Got any examples in mind? Because the only stuff that I can think of besides the two are convoluted Rube Goldberg methods of concealing what is actually PoS. Take any one of the goofy token based protein folding style coins as an example. Unless you are thinking of some kind of premined fedcoin, which is closer to a giftcard than a cryptocurrency.

I'll refrain from talking too much about it, as I'm actually somewhat associated with the project, so take that as a disclaimer.

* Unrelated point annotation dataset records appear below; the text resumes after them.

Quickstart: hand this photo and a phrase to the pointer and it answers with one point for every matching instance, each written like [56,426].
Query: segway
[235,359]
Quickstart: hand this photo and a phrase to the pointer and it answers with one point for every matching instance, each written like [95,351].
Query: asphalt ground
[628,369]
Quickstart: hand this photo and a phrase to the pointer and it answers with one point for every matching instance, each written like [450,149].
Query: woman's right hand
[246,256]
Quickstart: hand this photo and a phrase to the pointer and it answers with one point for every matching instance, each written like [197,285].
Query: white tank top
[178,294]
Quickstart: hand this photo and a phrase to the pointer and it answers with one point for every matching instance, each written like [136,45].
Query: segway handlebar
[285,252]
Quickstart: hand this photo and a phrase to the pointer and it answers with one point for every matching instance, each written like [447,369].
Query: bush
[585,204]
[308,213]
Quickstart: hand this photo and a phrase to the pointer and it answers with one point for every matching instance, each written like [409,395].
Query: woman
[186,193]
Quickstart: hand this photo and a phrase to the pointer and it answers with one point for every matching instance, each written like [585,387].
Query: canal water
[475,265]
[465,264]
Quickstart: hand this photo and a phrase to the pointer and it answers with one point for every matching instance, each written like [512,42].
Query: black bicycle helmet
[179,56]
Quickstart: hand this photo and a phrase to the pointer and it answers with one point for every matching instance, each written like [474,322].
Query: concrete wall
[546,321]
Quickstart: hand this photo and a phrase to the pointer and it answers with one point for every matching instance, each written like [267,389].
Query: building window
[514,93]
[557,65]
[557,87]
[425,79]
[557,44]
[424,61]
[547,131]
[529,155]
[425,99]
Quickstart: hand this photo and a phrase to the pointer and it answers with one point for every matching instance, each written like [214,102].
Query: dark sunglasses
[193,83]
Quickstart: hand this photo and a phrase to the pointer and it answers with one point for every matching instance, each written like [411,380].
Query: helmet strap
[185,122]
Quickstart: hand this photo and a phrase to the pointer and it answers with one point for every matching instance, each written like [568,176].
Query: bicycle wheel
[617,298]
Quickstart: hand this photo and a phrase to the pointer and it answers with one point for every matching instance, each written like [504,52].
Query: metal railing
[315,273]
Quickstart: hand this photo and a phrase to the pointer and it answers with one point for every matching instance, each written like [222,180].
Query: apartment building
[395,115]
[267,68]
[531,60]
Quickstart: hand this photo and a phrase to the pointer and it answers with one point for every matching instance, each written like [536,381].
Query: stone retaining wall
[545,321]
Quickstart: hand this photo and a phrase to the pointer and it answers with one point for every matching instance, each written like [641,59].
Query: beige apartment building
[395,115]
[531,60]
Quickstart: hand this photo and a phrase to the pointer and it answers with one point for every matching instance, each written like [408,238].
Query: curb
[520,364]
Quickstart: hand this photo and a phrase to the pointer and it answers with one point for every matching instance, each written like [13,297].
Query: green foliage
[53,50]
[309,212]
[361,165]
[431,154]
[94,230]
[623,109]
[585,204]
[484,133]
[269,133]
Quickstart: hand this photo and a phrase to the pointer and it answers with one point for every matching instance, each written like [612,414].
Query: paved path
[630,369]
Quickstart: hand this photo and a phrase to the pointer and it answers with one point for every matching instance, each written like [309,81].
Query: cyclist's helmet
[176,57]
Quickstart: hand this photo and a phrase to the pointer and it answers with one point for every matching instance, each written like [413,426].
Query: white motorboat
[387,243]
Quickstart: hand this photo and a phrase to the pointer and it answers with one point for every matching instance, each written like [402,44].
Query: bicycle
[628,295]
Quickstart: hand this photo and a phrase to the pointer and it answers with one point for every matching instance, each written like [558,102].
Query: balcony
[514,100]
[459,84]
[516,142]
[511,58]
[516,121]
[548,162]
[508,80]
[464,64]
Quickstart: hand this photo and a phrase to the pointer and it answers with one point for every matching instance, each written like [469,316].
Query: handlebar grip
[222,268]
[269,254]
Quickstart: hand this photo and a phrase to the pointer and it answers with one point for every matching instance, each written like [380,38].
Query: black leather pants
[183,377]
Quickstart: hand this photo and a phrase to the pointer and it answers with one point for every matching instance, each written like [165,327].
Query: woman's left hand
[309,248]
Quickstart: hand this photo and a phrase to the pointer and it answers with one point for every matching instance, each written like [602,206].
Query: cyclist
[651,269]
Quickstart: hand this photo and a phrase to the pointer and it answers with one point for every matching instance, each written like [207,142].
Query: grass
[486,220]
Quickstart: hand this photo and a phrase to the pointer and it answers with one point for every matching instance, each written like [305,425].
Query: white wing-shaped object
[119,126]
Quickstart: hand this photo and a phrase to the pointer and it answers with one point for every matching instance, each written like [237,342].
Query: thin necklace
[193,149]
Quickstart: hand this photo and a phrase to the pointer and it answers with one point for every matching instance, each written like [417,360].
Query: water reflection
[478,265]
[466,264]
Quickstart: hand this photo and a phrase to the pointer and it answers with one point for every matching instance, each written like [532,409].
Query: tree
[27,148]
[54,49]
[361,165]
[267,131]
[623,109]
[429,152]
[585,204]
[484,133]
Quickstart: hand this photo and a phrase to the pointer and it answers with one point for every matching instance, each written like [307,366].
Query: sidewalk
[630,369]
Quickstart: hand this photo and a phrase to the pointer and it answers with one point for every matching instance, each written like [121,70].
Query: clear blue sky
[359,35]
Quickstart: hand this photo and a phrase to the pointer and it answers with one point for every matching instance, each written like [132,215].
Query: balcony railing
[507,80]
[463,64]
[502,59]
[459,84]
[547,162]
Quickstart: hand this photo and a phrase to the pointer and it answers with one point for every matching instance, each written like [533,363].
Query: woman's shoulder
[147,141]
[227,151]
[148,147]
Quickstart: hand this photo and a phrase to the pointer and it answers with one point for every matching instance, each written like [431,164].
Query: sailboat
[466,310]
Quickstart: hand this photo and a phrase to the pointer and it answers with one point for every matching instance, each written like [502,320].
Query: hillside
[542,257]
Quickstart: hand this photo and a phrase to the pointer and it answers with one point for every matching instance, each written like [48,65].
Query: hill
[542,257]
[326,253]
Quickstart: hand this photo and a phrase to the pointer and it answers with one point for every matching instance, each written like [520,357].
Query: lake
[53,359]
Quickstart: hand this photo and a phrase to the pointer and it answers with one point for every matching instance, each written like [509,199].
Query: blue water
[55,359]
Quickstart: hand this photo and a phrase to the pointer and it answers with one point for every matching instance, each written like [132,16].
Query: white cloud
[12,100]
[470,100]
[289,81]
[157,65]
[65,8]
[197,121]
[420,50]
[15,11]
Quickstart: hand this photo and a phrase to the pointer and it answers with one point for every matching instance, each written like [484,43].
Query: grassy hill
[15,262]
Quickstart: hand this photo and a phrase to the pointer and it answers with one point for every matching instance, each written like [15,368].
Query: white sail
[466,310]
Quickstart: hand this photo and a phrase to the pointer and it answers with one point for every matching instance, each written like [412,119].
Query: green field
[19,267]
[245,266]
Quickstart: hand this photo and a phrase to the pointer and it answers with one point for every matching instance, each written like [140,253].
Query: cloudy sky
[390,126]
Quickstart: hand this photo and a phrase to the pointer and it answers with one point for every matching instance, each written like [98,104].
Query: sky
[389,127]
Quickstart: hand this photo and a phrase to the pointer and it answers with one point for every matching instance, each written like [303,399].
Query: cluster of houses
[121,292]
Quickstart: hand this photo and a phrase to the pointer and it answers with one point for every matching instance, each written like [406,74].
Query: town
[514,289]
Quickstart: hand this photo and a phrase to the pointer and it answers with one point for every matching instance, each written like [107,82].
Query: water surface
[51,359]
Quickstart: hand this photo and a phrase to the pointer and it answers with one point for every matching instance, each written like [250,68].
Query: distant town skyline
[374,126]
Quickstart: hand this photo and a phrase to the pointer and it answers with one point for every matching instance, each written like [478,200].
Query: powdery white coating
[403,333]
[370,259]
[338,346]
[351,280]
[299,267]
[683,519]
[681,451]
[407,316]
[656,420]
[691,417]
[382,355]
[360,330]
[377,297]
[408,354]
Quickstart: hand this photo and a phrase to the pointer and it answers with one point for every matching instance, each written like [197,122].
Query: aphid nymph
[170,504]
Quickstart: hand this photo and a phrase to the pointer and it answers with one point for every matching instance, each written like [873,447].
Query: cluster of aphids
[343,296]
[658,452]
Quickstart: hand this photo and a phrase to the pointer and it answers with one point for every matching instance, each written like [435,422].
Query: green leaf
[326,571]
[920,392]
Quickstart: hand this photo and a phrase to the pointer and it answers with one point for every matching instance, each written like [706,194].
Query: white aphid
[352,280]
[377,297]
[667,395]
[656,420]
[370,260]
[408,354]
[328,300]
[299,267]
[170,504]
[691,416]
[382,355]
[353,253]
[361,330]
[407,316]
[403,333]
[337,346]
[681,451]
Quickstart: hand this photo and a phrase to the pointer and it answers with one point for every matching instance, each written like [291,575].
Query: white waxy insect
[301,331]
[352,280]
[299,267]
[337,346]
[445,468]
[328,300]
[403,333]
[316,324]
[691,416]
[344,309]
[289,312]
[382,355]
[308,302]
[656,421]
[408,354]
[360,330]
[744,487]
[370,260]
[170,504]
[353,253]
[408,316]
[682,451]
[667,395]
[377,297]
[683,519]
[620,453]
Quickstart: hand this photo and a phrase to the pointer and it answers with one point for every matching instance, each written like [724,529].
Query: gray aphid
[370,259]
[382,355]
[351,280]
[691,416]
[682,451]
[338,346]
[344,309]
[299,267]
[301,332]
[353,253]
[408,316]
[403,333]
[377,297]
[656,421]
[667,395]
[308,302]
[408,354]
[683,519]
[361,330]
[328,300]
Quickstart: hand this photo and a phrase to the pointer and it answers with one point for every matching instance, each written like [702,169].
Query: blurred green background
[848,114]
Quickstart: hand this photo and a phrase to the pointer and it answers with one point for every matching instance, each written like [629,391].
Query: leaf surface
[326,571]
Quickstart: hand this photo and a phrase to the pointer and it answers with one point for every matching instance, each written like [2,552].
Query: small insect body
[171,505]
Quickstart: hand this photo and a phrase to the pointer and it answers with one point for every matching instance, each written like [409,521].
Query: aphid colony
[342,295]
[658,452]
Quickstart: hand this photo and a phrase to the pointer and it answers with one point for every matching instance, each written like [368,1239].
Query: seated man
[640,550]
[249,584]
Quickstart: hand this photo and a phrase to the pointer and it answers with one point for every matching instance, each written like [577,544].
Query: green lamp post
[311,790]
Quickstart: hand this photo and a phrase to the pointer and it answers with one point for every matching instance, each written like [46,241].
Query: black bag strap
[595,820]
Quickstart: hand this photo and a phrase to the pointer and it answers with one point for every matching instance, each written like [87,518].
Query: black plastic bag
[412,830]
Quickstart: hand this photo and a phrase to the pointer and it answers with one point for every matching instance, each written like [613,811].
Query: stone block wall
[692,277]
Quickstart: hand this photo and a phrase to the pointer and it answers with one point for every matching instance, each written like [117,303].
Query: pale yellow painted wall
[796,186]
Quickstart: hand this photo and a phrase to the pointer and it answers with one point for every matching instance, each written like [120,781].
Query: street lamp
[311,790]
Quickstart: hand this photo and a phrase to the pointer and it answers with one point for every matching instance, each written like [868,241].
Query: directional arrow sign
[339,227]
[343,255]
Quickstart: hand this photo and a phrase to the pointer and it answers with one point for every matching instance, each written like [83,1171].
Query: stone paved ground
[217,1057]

But the first example that comes to mind is Chia's Proof of Space (and Time) which requires some amount of initial computationally expensive work to be performed to create what is essentially your hashes on disk, and then your farm (their verbiage for "mine") can be ran off of external hard drives connected to a Raspberry Pi.

Anyway, I'll forgive you for maybe not knowing about it, as it's a much smaller and newer project than the likes of Bitcoin or Ethereum. It's a nice project to point out though, as you don't need to be a whale to be a player and sign blocks. I just run about 24 terabytes of plotted out space on spare drives that I had laying around that I rotated out of my Plex server. I still get a win every now and again, but my cost to get going was extremely minimal.

There's a lot of FUD spread around about Chia chewing through SSDs for the initial work portion, which is maybe somewhat true? I used a couple of SSDs to generate my plots that I now use for video game storage that are perfectly healthy, so my advice to people spreading that FUD would be to use higher quality SSDs that are rated for high TBW (terabytes-written.)